For the hard of thinking, the offence was not "looking at the data", but breaching the CMA in getting access to the data to look at in the first place, m'kay ?
I know what the law says, I just think it's a bad law.
If someone finds out something that wasn't specifically volunteered to them, but manages to keep quiet about it anyway, then I really don't see the harm in that.
Of course, knowing something that you weren't supposed to know can sometimes create interesting situations (such as knowing that the gas fire in the holiday cottage where you have been sleeping with your mistress has been chuffing out CO, but not being able to warn your wife about it before she takes the kids there for a surprise holiday for fear of your affair being discovered) but they are the exception, and should be dealt with on a case-by-case basis.
It's not so much that other people know things about you that you'd rather they didn't, as that you know they know those things.
centralised health records are dangerous. Centralised anything in fact, and amalgamated multiple databases are even worse.
Patients can easily be given a memory fob on which all their medical data is stored and handed over for perusal or updating by a doctor. Prescriptions could also be entered and the chemist/pharmacist would have limited read/write rights so no no duplicate prescriptions can be issued without authority.
It will stop double-doctoring, too, no dongle - no service except in emergency.
I attended a hospital in Toronto for around 7 months and my electronic record, including X-rays was around 5 megabytes - which was copied, at my request, to my dongle.
They let you plug your USB dongle into a machine with access to patients'/'s medical data???
Haven't you heard about these new fangled tech things called viruses?
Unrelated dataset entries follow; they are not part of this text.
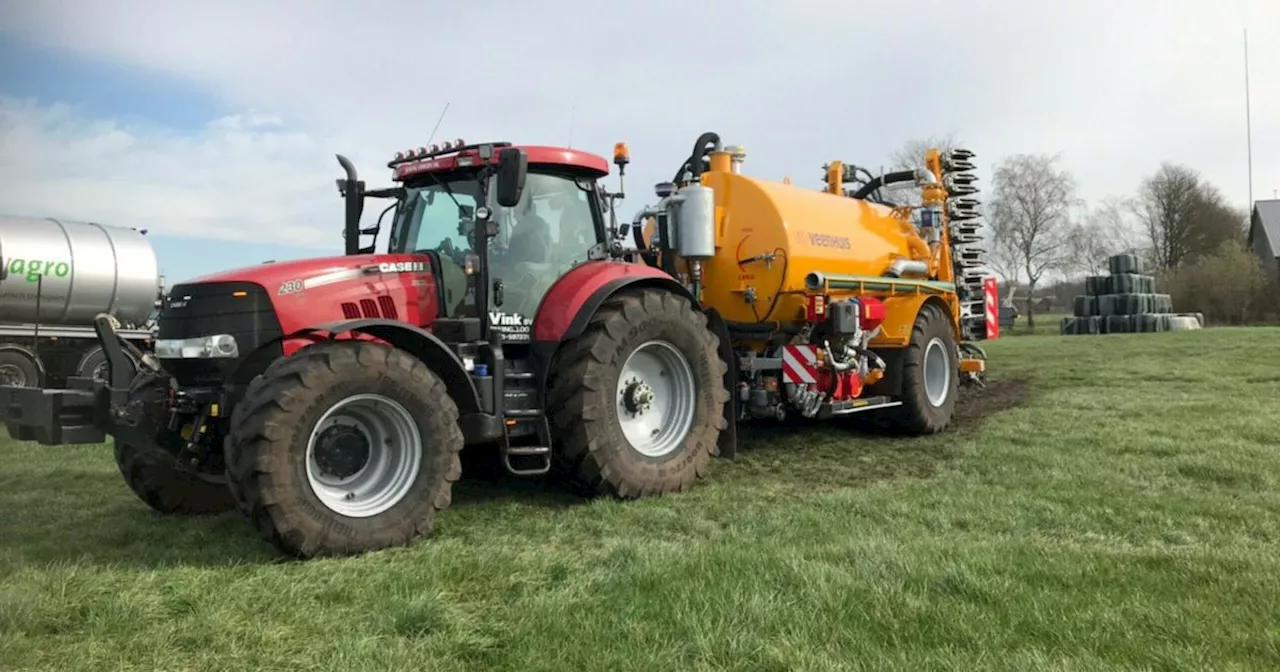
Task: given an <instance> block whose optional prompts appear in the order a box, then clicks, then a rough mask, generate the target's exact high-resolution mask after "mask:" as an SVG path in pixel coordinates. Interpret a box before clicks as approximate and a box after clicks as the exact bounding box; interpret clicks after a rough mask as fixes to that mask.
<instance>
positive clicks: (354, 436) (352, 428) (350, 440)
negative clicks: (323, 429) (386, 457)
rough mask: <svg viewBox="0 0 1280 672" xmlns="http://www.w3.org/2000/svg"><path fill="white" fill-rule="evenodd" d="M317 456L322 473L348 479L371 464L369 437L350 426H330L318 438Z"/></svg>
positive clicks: (336, 425)
mask: <svg viewBox="0 0 1280 672" xmlns="http://www.w3.org/2000/svg"><path fill="white" fill-rule="evenodd" d="M315 456H316V466H319V467H320V471H321V472H324V474H325V475H330V476H334V477H338V479H348V477H351V476H355V475H356V474H358V472H360V470H362V468H365V465H367V463H369V436H366V435H365V434H364V433H362V431H360V430H358V429H356V428H353V426H349V425H334V426H330V428H328V429H325V430H324V431H321V433H320V436H317V438H316V447H315Z"/></svg>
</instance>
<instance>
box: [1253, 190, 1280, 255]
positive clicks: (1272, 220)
mask: <svg viewBox="0 0 1280 672" xmlns="http://www.w3.org/2000/svg"><path fill="white" fill-rule="evenodd" d="M1253 214H1254V216H1253V218H1249V229H1251V230H1249V234H1251V236H1252V233H1253V232H1252V229H1253V224H1254V221H1257V223H1260V224H1262V233H1263V234H1265V236H1266V238H1267V242H1268V243H1271V253H1272V255H1275V256H1277V257H1280V198H1274V200H1270V201H1256V202H1254V204H1253Z"/></svg>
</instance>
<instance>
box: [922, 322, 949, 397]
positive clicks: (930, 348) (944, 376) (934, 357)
mask: <svg viewBox="0 0 1280 672" xmlns="http://www.w3.org/2000/svg"><path fill="white" fill-rule="evenodd" d="M948 392H951V355H948V353H947V347H946V346H945V344H943V343H942V339H941V338H934V339H933V340H929V344H928V346H925V347H924V396H925V397H928V398H929V404H931V406H942V403H943V402H945V401H946V399H947V393H948Z"/></svg>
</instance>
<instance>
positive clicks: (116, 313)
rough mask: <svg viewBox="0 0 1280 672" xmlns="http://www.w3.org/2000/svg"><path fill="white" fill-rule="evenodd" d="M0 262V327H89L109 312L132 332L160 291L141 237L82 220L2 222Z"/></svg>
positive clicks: (0, 241) (10, 216)
mask: <svg viewBox="0 0 1280 672" xmlns="http://www.w3.org/2000/svg"><path fill="white" fill-rule="evenodd" d="M0 264H3V269H4V271H5V273H4V274H3V275H4V278H3V279H0V321H3V323H40V324H44V325H90V324H92V321H93V317H95V316H97V315H99V314H101V312H108V314H111V315H114V316H115V317H116V319H118V320H120V323H122V325H134V326H137V325H142V324H143V323H146V321H147V317H148V316H150V315H151V314H152V312H154V311H155V306H156V300H157V298H159V296H160V292H161V287H163V278H161V276H160V269H159V264H157V261H156V255H155V251H154V250H152V247H151V243H150V242H148V241H147V238H146V237H145V234H142V233H141V232H138V230H134V229H125V228H120V227H108V225H102V224H93V223H84V221H68V220H58V219H51V218H45V219H41V218H19V216H0ZM37 280H38V282H37ZM37 287H38V288H40V297H38V314H37V292H36V289H37Z"/></svg>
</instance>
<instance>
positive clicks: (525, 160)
mask: <svg viewBox="0 0 1280 672" xmlns="http://www.w3.org/2000/svg"><path fill="white" fill-rule="evenodd" d="M527 174H529V157H527V156H526V155H525V152H524V151H521V150H518V148H515V147H507V148H504V150H502V151H499V152H498V186H497V191H498V205H500V206H502V207H516V205H517V204H520V195H521V193H524V191H525V177H526V175H527Z"/></svg>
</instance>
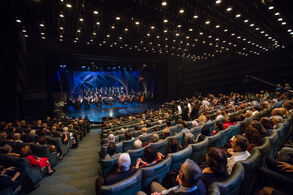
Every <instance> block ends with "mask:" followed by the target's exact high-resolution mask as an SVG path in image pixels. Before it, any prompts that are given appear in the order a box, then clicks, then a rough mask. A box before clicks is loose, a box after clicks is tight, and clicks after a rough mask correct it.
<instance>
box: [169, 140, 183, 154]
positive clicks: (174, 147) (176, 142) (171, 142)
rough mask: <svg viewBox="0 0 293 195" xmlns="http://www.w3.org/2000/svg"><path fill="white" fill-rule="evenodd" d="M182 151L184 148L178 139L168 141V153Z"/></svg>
mask: <svg viewBox="0 0 293 195" xmlns="http://www.w3.org/2000/svg"><path fill="white" fill-rule="evenodd" d="M181 149H182V146H181V145H180V144H179V143H178V141H177V139H175V138H170V139H169V140H168V150H167V152H168V153H174V152H178V151H179V150H181Z"/></svg>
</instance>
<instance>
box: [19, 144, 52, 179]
mask: <svg viewBox="0 0 293 195" xmlns="http://www.w3.org/2000/svg"><path fill="white" fill-rule="evenodd" d="M21 157H24V158H26V159H27V160H28V161H29V164H30V166H31V167H36V166H39V167H40V169H42V168H43V167H46V169H47V172H48V174H49V175H52V174H53V173H54V172H55V170H54V169H52V168H51V167H50V163H49V161H48V158H45V157H37V156H34V155H32V151H31V148H30V146H24V147H22V148H21Z"/></svg>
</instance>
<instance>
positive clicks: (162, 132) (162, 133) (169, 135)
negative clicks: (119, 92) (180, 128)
mask: <svg viewBox="0 0 293 195" xmlns="http://www.w3.org/2000/svg"><path fill="white" fill-rule="evenodd" d="M170 135H171V133H170V129H169V127H166V128H165V129H163V131H162V135H161V138H162V139H166V138H167V137H169V136H170Z"/></svg>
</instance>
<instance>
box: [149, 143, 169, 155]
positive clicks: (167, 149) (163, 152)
mask: <svg viewBox="0 0 293 195" xmlns="http://www.w3.org/2000/svg"><path fill="white" fill-rule="evenodd" d="M151 146H152V147H153V148H154V149H155V150H156V151H157V152H160V153H162V154H164V155H166V154H167V150H168V139H165V140H163V141H160V142H156V143H151Z"/></svg>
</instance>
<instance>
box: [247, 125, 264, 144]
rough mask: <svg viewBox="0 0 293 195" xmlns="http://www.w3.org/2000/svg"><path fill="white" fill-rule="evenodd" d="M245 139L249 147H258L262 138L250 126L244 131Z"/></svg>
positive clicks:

You wouldn't want to expose your doctor to those - they don't have a vaccine for that kind yet! Quick! Call the CDC!
Mine's the one with the correctly setup hardware/software policies. Saved to a USB dongle of course.
I was "let go" from a job for looking up a email-friend-but-also-customer's phone number on the computer, and she complained ..... 22 years ago, and we got married soon after..!
Slightly more recently ... somewhere in a different ex-employers email archives might yet still be several complete copies of GP medical systems that I worked on, doing a data-conversion between systems. Wonder if the DPO should ask them..
...mentioning the (bloody awful) summary care records system here. And it does, indeed, have its issues and I must get around to opting out of it, however this doesn't necessarily mean that he used the summary cockup system to get the info. It could have come from whichever local patient management system was being used.
Or did the article mention that he used the SPINE/whatever they're calling it this week to get the info? (Apologies to all if it did, but it's well on the way to beer o' clock here and I'm tired...)
after it was discovered he was reading world+dog email on the corporate system.
Considering it was a local authority, it was a lot of emails he had access to.
Didn't think it warranted sacking him, im sure any IT techie will admit to having a snoop at some point.
Perk of the job sometimes....
I am a professional. In 20 years of dealing with email systems, personnel databases, payroll systems, whatever, I have *never* looked at any data without first seeking authorisation and having a damn good reason for doing so.
Anyone who thinks the data is there for their personal amusement should on no account be allowed access to any systems, of any sort.
GJC
A hospital near me closed in 1985 and stood derilict until 2006, after exploring it thoroughly (boys will be boys) we found a room filled with filing cabinets containing people's medical records. As far as I know they remained there until the day the building was razed.
It doesn't matter how your data is stored, if the organisation storing it isn't particularly interested in keeping it safe, then it won't be safe.